Javier Jiménez es un destacado torero español originario de Espartinas (Sevilla), cuya carrera ha estado marcada desde sus inicios por una formación rigurosa y un profundo respeto hacia la tradición taurina. Su desarrollo profesional ha estado estrechamente ligado a la figura de Antonio Ruiz Rodríguez ("Espartaco padre"), quien fue su mentor y guía en la Escuela de Tauromaquia de Espartinas.

Formación y vínculos con el maestro Espartaco
La relación entre los hermanos Jiménez y la familia Ruiz ha sido fundamental en su evolución. Bajo la tutela de "Espartaco padre", Javier aprendió no solo los aspectos técnicos del toreo, sino también los valores de disciplina, sacrificio y ambición necesarios para destacar en una profesión tan exigente. El maestro, conocido por su trayectoria histórica, inculcó en Javier una mentalidad de hierro: "Toro o nada", promoviendo una preparación física marcial y una entrega total ante el animal.
Javier Jiménez se define como un torero de poder, caracterizado por un toreo valiente, a veces tosco pero siempre honesto. Su capacidad para exponerse y su entrega absoluta frente a encastes complicados -como Miura, Murteira Grave, Prieto de la Cal o Cebada Gago- han sido sus señas de identidad a lo largo de los años.
Evolución profesional: De novillero a matador
La carrera de Javier ha sido una evolución constante desde sus inicios. Algunos de los hitos más relevantes de su trayectoria incluyen:
- Debut con picadores: Se produjo el 3 de abril de 2010 en Ciudad Lerdo (México), lidiando reses de San Antonio de Triana.
- Consolidación: En su etapa como novillero, destacó como triunfador en ciclos de gran prestigio como los de Algemesí, la Feria del Arroz de Calasparra y obteniendo el Piquillo de Oro de Lodosa.
- Alternativa: El 3 de mayo de 2014, en la Real Maestranza de Sevilla, tomó la alternativa de manos de Enrique Ponce, con El Cid como testigo.
- Confirmación en Las Ventas: El 15 de agosto de 2015 confirmó su alternativa en Madrid con el toro “Aviador” de Santiago Domecq.
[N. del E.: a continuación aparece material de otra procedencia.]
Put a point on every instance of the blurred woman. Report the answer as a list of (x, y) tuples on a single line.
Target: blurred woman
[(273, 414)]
Concepto artístico y estilo
Más allá de la valentía, el toreo de Javier Jiménez ha evolucionado hacia una expresión más profunda y artística. Quienes analizan su tauromaquia destacan su capacidad para someter con la mano derecha y templar con la izquierda, logrando muletazos de gran profundidad. Su estilo es descrito como una búsqueda de la verdad y la pureza, donde cada faena se convierte en un ejercicio de sentimiento que conecta directamente con los tendidos.
A pesar de haber enfrentado los encastes más difíciles y las plazas más exigentes, Jiménez se ha mantenido fiel a una línea de honradez absoluta, sin defraudar al público que busca un torero que no se guarda nada y se vacía en el ruedo.
Relación con Borja Jiménez
Javier comparte esta pasión por el toreo con su hermano menor, Borja Jiménez. Ambos hermanos han crecido juntos en este mundo, compitiendo de manera sana y apoyándose mutuamente en su progresión. Mientras que Javier destaca por su poderío y capacidad de mando, Borja ha desarrollado un estilo con un toque de mayor pellizco y gusto, siendo ambos representantes de una generación que busca reverdecer el arte del toreo con frescor y compromiso.